Cacing tanah merupaka salah satu jenis makro fauna tanah. Beberapa
makrofauna tanah seperti cacing tanah dan rayap memiliki peran penting dalam
mempengaruhi kesehatan dan produktivitas tanah. Cacing tanah yang dalam
siklus hidupnya dapat membuat lubang/liang dalam tanah dapat mencegah
pemadatan tanah, meningkatkan aerasi, penetrasi akar, dan infiltrasi air. Kotoran
cacing, yang merupakan campuran tanah dan sisa organik yang telah tercerna,
mengandung berbagai hara yang tersedia bagi tanaman (Gobat et al., 2004).

Pada tanah hutan ditemukan mesofauna tanah yang diduga spesies Springtail
mitra. Springtail mites termasuk dalam Famili Collembola. Collembola atau sering
disebut serangga ekor pegas merupakan salah satu serangga yang berasal dari
Filum Arthopoda, Kelas Insekta, dan mempunyai 11 famili. Collembola berasal
dari bahasa Yunani colle berarti pelekat dan embolon berarti baji atau pasak,
karena sebagian Collembola tetap seimbang. Serangga ini tidak bersayap dan
panjangnya 3 – 6 mm dan mampu melompat dengan jarak 75 – 100 m. Tipe
mulutnya merupakan tipe menggigit. Bentuk tubuh memanjang atau oval dan
kebanyakan berwarna hitam, abu-abu, kuning, hijau dan putih. Tubuh terbagi
dalam tiga bagian yang terdiri dari caput, abdomen dan thorax. Pada caput
terdapat sepasang antenna, terdiri dari empat ruas , sepasang mata dengan
lensa (ocelli). Bagian mulut agak panjang dan tersembunyi di dalam kepala(
Lazarus, 2003). Pada Collembola juga terdapat ommatidia (bagian dari mata
majemuk yang berjumlah satu pada tiap sisi kepala) yang terdiri dari sejumlah
mata facet yang masing-masing memiliki kornea sendiri, jumlah seluruh
ommatidia ada delapan. Sedangkan, pada tanah kebun semusim ditemukan
mesofauna Entomobrya marginata.
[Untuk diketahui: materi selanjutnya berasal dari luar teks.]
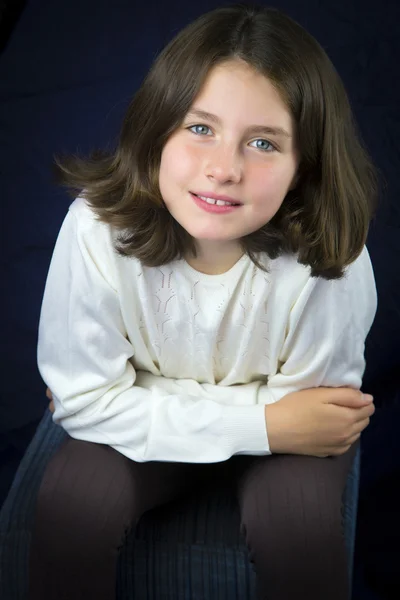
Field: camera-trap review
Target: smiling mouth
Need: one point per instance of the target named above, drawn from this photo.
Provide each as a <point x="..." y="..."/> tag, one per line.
<point x="214" y="202"/>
Entomobrya marginata juga termasuk
dalam Collembola.

V. KESIMPULAN

Kesimpulan yang diperoleh dari praktikum adalah sebagai berikut :

1. Tidak ditemukan populasi cacing tanah pada sampel tanah yang diambil

2. Mesofauna tanah yang ditemukan pada tanah hutan dan tanah kebun
tanaman semusim termasuk dalam famili Collembola

3. Keberadaan populasi cacing dan mesofauna tanah dipengaruhi oleh iklim,


vegetasi, sifat fisik, biologis, dan kimia tanah
DAFTAR PUSTAKA

Coleman, D. C., D.A. Crossley, Jr. and P.F. Hendrix. 2004. Fundamentals of Soil
Ecology. Academic Press. London.

Doran and Parkin. 1994. Soil ecology. Cambridge University Press. United
Kingdom.

Gobat, J. M., M. Aragno and W. Matthey. 2004. The Living Soil : Fundamentalsof
Soil Science and Soil Biology. Science Publishers Inc. New York.
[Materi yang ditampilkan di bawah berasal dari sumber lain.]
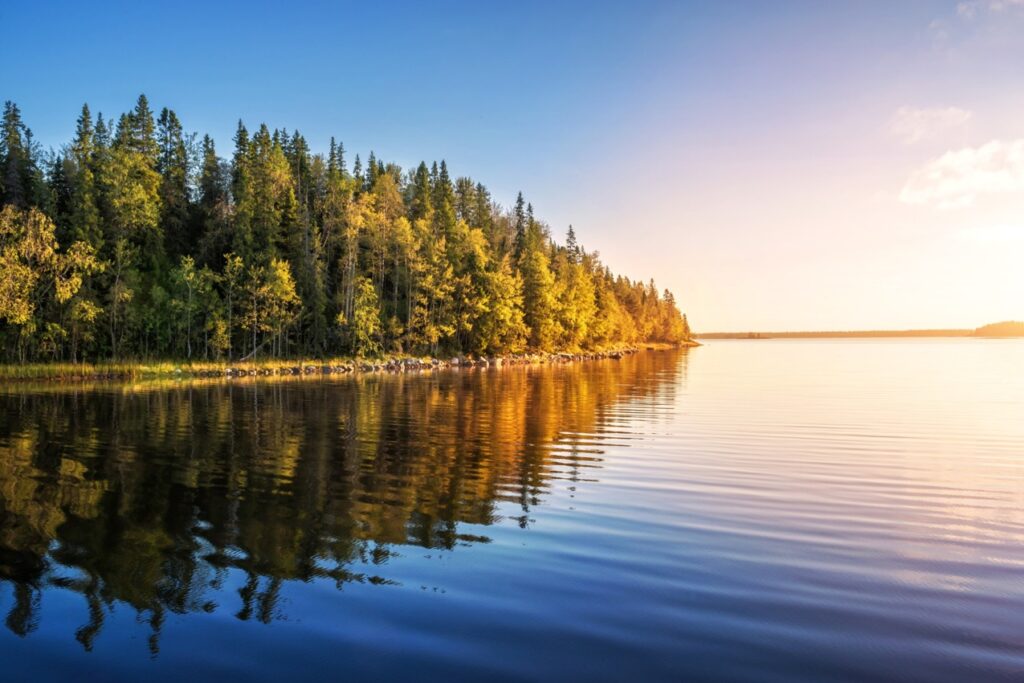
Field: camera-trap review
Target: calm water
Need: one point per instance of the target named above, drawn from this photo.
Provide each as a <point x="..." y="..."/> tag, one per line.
<point x="750" y="510"/>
Lavelle, P. Dan A. V. Spain. 2001. Soil Ecology. KluwerAcademic Publ., Dordrecht.

Lazarus, S. 2003. Soil Microorganism and Plant Growth. Oxford and IBM
Publishing Co. New Delhi.

Maftu’ah, E., 2002. Studi Potensi Diversitas Makrofauna Tanah pada Beberapa
Penggunaan Lahan Berkapur di Malang Selatan. Tesis. Program Pascasarjana
Universitas Brawijaya. Malang.

Prijono, S. dan H. A. Wahyudi. 2009. Peran AgroforestryDalam Mempertahankan


Makroporisitas Tanah.Jurnal Primordia, 5 (03): 201-212.

Soepardi, G. 1983. Sifat dan Ciri Tanah. Departemen Ilmu Tanah dan Sumberdaya
Lahan. Fakultas Pertanian. Institut Pertanian Bogor. Bogor.

Suin, N. M. 2006. Ekologi Hewan Tanah. Bumi Aksara. Jakarta.